At 1% biochar application rate, BC showed significantly stronger effect than OBC (P < 0.05) on the abundance of some genes (tetW, tetX, and sul2), whereas an opposite trend was observed on the abundance of other genes (ermB and intI1). As biochar application rate increased to 2%, the difference between BC and OBC treatments diminished gradually and no significant difference between BC and OBC on the abundance of tetW, tetX and ermB (P > 0.05; Fig.4). The difference in ARGs accumulation in plants could be partly attributed to the changes of microbial community composition both in the soil and the plant (Forsberg et al., 2014; Jia et al., 2015; Sun et al., 2018; Awasthi et al., 2021). Future work with DNA sequencing should be performed in order to link the microbial community composition to the pattern of ARGs in plants, which could help better understand the biochar’s influence on ARGs transfer in the soil-plant system.

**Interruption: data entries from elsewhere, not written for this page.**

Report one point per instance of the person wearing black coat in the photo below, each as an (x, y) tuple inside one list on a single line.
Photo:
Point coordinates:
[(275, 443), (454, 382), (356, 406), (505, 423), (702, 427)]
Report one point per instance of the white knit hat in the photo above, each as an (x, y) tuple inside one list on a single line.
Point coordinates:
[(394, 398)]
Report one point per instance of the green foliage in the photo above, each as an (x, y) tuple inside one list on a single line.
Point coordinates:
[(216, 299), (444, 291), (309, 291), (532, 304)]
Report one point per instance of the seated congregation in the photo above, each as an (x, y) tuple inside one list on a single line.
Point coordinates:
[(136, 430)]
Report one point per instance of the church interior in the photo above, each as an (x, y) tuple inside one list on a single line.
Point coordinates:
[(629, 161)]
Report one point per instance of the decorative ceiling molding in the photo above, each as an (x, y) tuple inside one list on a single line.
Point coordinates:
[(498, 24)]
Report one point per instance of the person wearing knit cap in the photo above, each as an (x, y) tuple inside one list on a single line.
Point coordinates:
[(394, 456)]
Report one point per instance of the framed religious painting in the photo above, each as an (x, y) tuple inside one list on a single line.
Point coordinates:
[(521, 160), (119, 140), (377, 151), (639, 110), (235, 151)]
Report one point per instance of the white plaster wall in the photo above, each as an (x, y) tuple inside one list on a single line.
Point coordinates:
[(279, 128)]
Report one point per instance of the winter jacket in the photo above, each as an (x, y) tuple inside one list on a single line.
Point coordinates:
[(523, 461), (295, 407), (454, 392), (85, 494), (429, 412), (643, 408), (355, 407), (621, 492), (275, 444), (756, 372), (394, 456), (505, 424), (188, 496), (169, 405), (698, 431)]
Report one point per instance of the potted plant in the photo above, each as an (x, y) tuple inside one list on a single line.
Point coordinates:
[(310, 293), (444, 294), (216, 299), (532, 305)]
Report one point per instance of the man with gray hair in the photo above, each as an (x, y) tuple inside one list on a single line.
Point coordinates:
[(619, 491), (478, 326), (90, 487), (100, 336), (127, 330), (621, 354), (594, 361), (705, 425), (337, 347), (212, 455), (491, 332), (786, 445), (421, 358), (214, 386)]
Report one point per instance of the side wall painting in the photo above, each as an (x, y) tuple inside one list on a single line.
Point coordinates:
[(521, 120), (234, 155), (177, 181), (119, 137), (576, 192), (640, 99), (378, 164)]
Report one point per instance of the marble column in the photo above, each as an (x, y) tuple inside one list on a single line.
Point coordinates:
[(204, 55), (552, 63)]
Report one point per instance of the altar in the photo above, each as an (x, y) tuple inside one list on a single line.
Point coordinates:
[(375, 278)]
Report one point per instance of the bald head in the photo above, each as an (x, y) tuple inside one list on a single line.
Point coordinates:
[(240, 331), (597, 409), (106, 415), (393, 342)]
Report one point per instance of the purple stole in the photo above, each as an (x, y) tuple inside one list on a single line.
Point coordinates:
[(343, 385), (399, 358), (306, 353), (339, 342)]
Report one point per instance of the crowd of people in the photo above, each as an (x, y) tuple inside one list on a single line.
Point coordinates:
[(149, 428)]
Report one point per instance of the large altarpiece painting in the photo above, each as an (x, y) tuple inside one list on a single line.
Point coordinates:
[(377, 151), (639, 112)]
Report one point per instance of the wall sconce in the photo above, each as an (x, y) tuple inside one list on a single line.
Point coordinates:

Although the process of biochar aging in the present study is somehow different to that occurs in the natural environment, changes in biochar properties tended to be similar. The surface area of biochar was reduced during the artificial aging process. In the natural environment, biochar undergoes slow aging process which also results in the decrease in its specific surface area. In addition, both aging processes caused the loss of liable organic fractions (e.g. extractable organic matter) and the formation of oxygen-containing functional groups. Therefore, our results obtained using an artificially aged biochar could provide insights into the effects of naturally aging on the biochar-mediated accumulation of ARGs in soils and plants.